Dazu würde für Franz Pake auch beitragen, wenn auf dem Platz und auf der Straße Am Markt die Regeln für eine Spielstraße eingehalten würden. „Man darf hier nur Schrittgeschwindigkeit fahren, darauf muss geachtet werden. Sonst muss man die Tasse festhalten, wenn man beim Bäcker draußen Kaffee trinkt“, hat er kein Verständnis für Autofahrer, die oft dort viel zu schnell fahren.

Das hat auch Gina-Maria Robert erfahren. Als Auszubildende in der Gemeindeverwaltung, die aus Bergkamen kommt, hat sie schon kritische Situationen erlebt: „Auf dem Weg zur Post und zurück wurde ich beinahe von einem Autofahrer übersehen.“ Viel zu schnell werde hier gefahren. „Vor den Geschäften habe ich einen regelrechten Kampf um Parkplätze erlebt. Dabei schadet es doch nicht, wenn man ein paar Schritte laufen muss“, regt sie an.

So gibt es im direktem Umfeld reichlich Parkplätze, wie den Äußerungen vieler Bürger am Infostand zu entnehmen ist. Auf der Straße Am Markt sind auf einer Seite Parkplätze eingeplant, wobei vor der Apotheke und vor den Arztpraxen auch jeweils ein Behinderter-Parkplatz gewünscht wird. Die Fläche vor dem Imbiss hingegen soll mit Spielgeräten und Sitzgelegenheiten zum Verweilen einladen.

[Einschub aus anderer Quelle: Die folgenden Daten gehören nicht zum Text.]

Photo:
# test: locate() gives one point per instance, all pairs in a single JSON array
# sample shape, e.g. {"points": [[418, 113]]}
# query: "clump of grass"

Unstrittig ist die Verkehrsführung in eine Richtung zwischen Sparkasse und Post. Ingeborg Kuchinke aus Dinker unterstützt dieses Vorhaben und begrüßt, dass Fahrräder in beide Richtungen chauffiert werden können. Dietmar Lorant merkt an, dass bei der Ausfahrt nicht zu Ende gedacht worden sei.

Er regt an, dass die Gemeinde das Filetstück erwirbt. „Dann kann der Verkehr direkt Richtung Bahnhofstraße geführt werden zu einem Kreisverkehr“, fordert er eine Entzerrung dieses neuralgischen Punktes. „Der Kreisverkehr könnte dann so groß angelegt werden, dass auch fünf Straßen einmünden könnten“, so der Welveraner.